Photographs by Wyndham artist Ammar Yonis have been selected for an art project which explores the experience of Australia’s multicultural communities during the COVID-19 pandemic.
Yonis is one of five artists whose work features in the online exhibition Heartlands 2020: Stories from the inside.
The exhibition, presented by migrant and refugee settlement agency AMES Australia, includes works from artists who originally hail from Bosnia, Iran, Vietnam, Afghanistan and Ethiopia.
Yonis, a first-generation Harari-Australian, is studying engineering.
He said that when he is not busy with his university work, he explores his creativity through mediums such as photography.

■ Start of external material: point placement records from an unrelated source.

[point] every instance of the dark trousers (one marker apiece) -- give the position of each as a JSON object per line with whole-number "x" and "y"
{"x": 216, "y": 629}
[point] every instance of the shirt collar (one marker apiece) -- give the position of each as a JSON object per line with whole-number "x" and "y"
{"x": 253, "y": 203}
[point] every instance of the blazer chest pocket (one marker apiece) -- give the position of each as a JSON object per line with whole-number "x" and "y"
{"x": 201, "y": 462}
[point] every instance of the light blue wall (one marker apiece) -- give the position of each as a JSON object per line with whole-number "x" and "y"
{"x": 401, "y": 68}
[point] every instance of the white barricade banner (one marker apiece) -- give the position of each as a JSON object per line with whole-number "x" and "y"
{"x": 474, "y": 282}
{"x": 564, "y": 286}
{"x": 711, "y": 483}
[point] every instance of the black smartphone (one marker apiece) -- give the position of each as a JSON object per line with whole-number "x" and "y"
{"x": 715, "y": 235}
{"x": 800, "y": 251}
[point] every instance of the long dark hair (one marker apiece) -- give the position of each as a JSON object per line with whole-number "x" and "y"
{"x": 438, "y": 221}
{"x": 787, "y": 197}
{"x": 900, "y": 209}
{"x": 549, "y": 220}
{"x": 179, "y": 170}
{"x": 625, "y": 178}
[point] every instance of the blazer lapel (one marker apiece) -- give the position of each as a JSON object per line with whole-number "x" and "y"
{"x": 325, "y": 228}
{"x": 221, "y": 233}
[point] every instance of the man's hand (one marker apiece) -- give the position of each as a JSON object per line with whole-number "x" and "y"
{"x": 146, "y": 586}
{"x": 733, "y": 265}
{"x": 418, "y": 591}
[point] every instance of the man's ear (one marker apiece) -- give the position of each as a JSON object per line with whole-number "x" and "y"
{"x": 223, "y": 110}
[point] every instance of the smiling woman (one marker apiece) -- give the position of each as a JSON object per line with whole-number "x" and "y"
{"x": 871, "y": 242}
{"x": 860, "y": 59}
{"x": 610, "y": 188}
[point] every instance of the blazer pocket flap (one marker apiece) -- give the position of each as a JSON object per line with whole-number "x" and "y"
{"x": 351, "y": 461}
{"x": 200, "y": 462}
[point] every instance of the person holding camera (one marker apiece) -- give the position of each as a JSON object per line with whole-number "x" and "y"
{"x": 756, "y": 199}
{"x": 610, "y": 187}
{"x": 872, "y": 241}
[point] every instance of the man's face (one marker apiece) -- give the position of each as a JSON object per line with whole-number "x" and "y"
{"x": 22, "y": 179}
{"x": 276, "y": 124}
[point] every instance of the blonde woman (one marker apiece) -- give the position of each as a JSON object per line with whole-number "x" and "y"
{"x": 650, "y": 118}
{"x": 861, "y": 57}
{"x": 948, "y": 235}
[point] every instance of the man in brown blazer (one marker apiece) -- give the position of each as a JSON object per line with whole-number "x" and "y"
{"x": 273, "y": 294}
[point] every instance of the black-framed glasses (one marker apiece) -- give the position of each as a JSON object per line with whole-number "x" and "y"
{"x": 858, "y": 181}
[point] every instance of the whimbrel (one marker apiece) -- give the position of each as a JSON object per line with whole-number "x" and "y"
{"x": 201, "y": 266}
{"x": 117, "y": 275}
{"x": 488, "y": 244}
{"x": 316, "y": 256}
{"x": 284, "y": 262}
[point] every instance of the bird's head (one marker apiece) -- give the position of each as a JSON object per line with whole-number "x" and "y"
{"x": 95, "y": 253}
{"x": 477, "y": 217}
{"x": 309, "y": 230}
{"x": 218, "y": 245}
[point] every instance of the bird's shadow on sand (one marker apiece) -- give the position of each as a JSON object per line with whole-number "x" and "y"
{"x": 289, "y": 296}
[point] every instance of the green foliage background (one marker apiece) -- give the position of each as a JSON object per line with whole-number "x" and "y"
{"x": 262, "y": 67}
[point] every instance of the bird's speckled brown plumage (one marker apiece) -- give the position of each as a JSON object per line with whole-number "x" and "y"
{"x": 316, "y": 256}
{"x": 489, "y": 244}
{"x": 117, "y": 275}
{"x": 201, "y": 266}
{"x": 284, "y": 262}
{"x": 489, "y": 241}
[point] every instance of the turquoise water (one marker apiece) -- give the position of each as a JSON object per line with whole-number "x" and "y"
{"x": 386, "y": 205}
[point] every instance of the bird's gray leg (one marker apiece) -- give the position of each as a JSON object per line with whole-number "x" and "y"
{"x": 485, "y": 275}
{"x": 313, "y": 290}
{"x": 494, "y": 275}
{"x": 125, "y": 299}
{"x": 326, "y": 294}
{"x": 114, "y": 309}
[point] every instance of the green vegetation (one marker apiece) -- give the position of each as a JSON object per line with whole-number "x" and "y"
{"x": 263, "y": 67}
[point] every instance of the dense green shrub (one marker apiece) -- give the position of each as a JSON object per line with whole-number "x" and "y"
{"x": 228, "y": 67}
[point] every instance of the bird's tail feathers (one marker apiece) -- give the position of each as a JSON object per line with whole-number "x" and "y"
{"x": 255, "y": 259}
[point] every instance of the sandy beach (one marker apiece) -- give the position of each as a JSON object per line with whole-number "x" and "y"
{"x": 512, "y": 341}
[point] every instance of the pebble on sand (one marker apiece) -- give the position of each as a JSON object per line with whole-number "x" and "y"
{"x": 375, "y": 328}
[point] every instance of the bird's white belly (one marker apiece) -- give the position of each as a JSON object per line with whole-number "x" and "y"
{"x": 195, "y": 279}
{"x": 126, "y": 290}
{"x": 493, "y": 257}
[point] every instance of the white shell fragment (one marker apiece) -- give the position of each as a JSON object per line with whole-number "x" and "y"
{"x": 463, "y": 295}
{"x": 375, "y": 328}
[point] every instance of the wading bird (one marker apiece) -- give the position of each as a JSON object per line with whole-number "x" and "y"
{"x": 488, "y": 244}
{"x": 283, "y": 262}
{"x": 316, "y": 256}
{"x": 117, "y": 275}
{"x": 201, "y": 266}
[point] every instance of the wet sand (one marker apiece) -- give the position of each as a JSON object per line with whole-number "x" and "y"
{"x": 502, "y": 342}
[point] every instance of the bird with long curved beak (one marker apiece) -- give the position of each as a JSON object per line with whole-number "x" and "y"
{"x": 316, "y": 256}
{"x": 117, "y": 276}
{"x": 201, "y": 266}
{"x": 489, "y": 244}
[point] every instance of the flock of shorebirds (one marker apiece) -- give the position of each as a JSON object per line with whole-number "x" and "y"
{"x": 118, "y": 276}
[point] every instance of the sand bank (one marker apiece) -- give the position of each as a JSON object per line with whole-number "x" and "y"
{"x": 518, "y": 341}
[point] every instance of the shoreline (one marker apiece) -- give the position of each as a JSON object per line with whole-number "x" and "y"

He believes that art promotes understanding between people.
“The main inspiration for my work is my family and friends and my environment,” he said.
“For the Heartlands project I wanted to create something that was reflective of my time in isolation during the COVID crisis.
“For the last six months or so I have felt very local, my world has become smaller.
“So, I have tried to explore the spaces around me, finding new bike tracks of lookouts I’ve never seen before.
“For this photo series what I’ve put together is very local, very suburbia. I hope people like it.”
Younis has previously had his artwork exhibited at the Albert St Gallery, the Islamic Museum of Australia and as part of the Multicultural Arts Victoria Shelter Commissions Program.